Fool me once, fool me twice

Users and organizations that fall victim to hackers are more likely to fall for another similar cyberattack or data breach just months following the initial intrusion, researchers found.

According to FireEye, 56% of organizations targeted by a significant attack in 2017 were targeted a second time within months. Nearly half of those who fell victim to the first attack were successfully attacked again within 12 months of the first incident. A whopping 86% of organizations who experienced more than one significant attack also had more than one unique attacker in their environment.

This trend of repeat attacks was particularly severe in the APAC region where customers are twice as likely to have experienced multiple cyberattacks, as compared to those in the Americas or EMEA region.

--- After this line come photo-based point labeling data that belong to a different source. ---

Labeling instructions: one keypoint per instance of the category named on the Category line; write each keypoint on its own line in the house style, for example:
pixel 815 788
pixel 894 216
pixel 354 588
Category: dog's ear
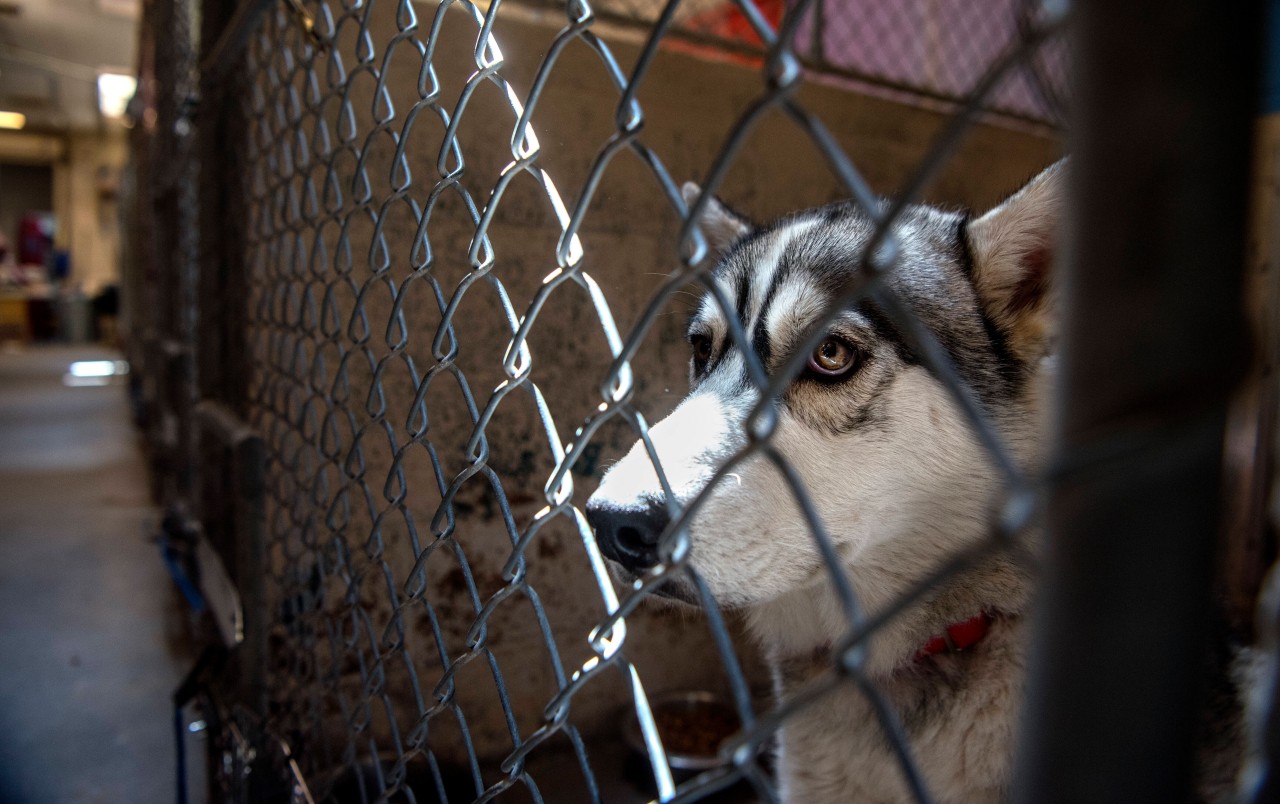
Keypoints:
pixel 1014 247
pixel 721 225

The top three industries targeted by multiple attackers included high-tech, telecommunications and education. Meanwhile, the top industries with the most significant attacks were financial, high-tech and healthcare.

Prevalent weaknesses in detection and prevention controls

Although organizations have been shoring up efforts to bolster their cyber defenses, detection and prevention controls, researchers said there are still significant weakness in their implementation that are easily exploited by hackers. These include lack of mature threat, vulnerability and patch management functions, weakness in authentication and authorization controls, lack of well-defined data classification policies and protection requirements for sensitive data, issues with consolidated visibility across all environments and weaknesses in network segmentation and cloud services configuration.

Many organizations still rely on legacy signature-based endpoint protections as opposed to hardened detection and prevention controls such as advanced malware protections, investigation capabilities and application whitelisting.

“Defenders have to get it right every single time, while threat actors only need to get it right once,” researchers noted.